Apparently several Bush advisors, including (and likely, especially) Cheney decided to "test the constitution" by using military troops to make arrests of a group of men suspected of working with Al Qaeda in 2002.
And hey! Everyone's favorite Justice Dept enablers John Yoo and Alberto Gonzalez are part of our cast of characters!
Some of the advisers to President George W. Bush, including Vice President Dick Cheney, argued that a president had the power to use the military on domestic soil to sweep up the terrorism suspects, who came to be known as the Lackawanna Six, and declare them enemy combatants.
Mr. Bush ultimately decided against the proposal to use military force.
A decision to dispatch troops into the streets to make arrests has few precedents in American history, as both the Constitution and subsequent laws restrict the military from being used to conduct domestic raids and seize property.
The Fourth Amendment bans “unreasonable” searches and seizures without probable cause. And the Posse Comitatus Act of 1878 generally prohibits the military from acting in a law enforcement capacity.
In the discussions, Mr. Cheney and others cited an Oct. 23, 2001, memorandum from the Justice Department that, using a broad interpretation of presidential authority, argued that the domestic use of the military against Al Qaeda would be legal because it served a national security, rather than a law enforcement, purpose.
“The president has ample constitutional and statutory authority to deploy the military against international or foreign terrorists operating within the United States,” the memorandum said.
The memorandum — written by the lawyers John C. Yoo and Robert J. Delahunty — was directed to Alberto R. Gonzales, then the White House counsel, who had asked the department about a president’s authority to use the military to combat terrorist activities in the United States.

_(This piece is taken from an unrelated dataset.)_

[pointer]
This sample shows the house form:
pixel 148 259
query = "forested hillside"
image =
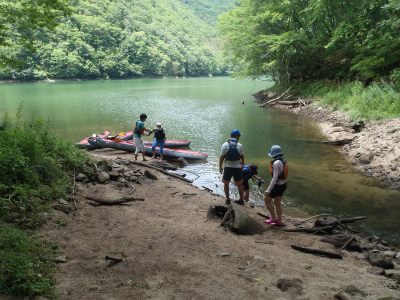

The memorandum was declassified in March. But the White House debate about the Lackawanna group is the first evidence that top American officials, after the attacks of Sept. 11, 2001, actually considered using the document to justify deploying the military into an American town to make arrests.
How do people take these individuals, look at what they did, and then say that the current administration is somehow the ones who are looking to abuse governmental power, and limit individual rights, and hate the Constitution?
While I'm not surprised at the attempts to abuse the rights and trample on the liberties of people by these parties, given their track record that keeps coming to light, the extent to which they were willing to go, and the lengths of near-totalitarianism they were willing to go to are frightening -- surpassed only by the horrifyingness of the people willing to turn a blind eye to their attempts in the name of ideology.